Analysis: Energy policy chaos threatens Japan's economy
Aug 4, 2011, 1:16 a.m.
By Chikako Mogi
TOKYO (Reuters) - Political disarray over Japan's energy policy will make it tough for Tokyo to avert a total nuclear shutdown next summer and presents a long-term threat to the world's third-largest economy.
The March 11 earthquake and tsunami triggered a meltdown at the Fukushima power plant that shattered the public's confidence in the safety of the country's nuclear fleet. Scandals over the government's cozy relationship with the power industry have exacerbated the concern.
Japan sacked three officials over the scandals on Thursday, but it was unclear if this was enough to help repair public confidence in Tokyo's ability to govern the industry.
The disasters look to have dealt a definitive blow to the future of nuclear energy in Japan.
Prime Minister Naoto Kan has called for gradually weaning Japan off its dependence on nuclear power, a U-turn on the 2010 energy policy that sought to boost nuclear capacity to supply 50 percent of Japan's energy needs by 2030. In that plan, nuclear was seen as a cheaper and cleaner alternative to fossil fuels.
But the unpopular Kan, fighting to stay in his post, has given no detail on how he plans to build enough capacity to substitute nuclear supply, nor how to make alternative supplies economical.
"The issue is the uncertainty over policy," said Naohiko Baba, chief Japan economist at Goldman Sachs.

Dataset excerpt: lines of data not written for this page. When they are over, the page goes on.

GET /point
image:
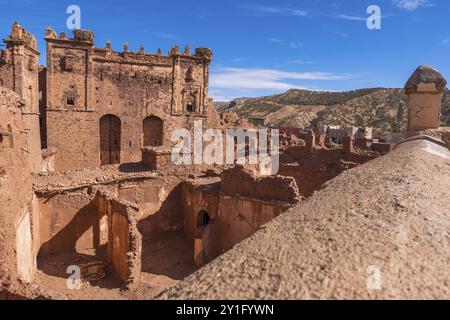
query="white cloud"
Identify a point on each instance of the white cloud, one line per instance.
(290, 44)
(412, 4)
(242, 79)
(353, 18)
(446, 42)
(284, 11)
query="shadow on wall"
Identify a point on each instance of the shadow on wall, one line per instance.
(65, 241)
(166, 250)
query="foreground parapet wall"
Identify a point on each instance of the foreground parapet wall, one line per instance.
(379, 231)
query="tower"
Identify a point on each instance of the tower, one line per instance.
(19, 70)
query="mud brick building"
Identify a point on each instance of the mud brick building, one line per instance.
(104, 106)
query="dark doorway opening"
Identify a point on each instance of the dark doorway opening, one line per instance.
(110, 134)
(153, 129)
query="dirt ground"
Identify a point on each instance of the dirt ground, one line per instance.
(166, 259)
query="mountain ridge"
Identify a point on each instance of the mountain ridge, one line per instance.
(381, 108)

"Because of an unclear direction about nuclear power plants, companies can't make their investment plans while utilities can't make a decisive shift to other power sources from nuclear power. The uncertainty over the energy future heightens the possibility of companies leaving Japan."

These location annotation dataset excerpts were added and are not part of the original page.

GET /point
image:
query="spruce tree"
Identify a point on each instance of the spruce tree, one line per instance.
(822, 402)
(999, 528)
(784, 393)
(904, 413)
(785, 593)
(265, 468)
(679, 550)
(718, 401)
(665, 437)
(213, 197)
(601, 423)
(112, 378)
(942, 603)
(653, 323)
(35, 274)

Instead of rebuilding generation capacity, utilities may freeze even the investments necessary to maintain capacity, until they see clarity from Tokyo on the fate of their reactors and government energy priorities.
Uncertainty over the cost and availability of future energy supply may push Japanese companies overseas and stall foreign companies from investing.
"The confusion is expected to last for at least another half year, while the current anti-nuclear public sentiment doesn't provide an environment for an objective debate over the issue," said Xiao Minjie, chief economist at FuNNeX Asset Management in Tokyo.
"The uncertainty over the outlook of the energy policy, together with the rising yen, are pushing Japanese companies to shift operations overseas."
Japan is already getting an indication of the potential cost to the country of a long-term shift away from nuclear power.
The number of Japanese nuclear plants supplying power to the grid is slowly falling as plants are shut down for regular maintenance. Local government officials, wary of public opprobrium, have refused permission for the plants to restart.
The government estimated on Friday that if all of Japan's 54 reactors went offline by May 2012 the nation would face a 10 percent power shortage next summer and electricity costs would spike up 20 percent.
The drag on economic growth from higher energy costs caused by greater use of costly imported fuels while nuclear electricity output dwindles would be substantial, economists say.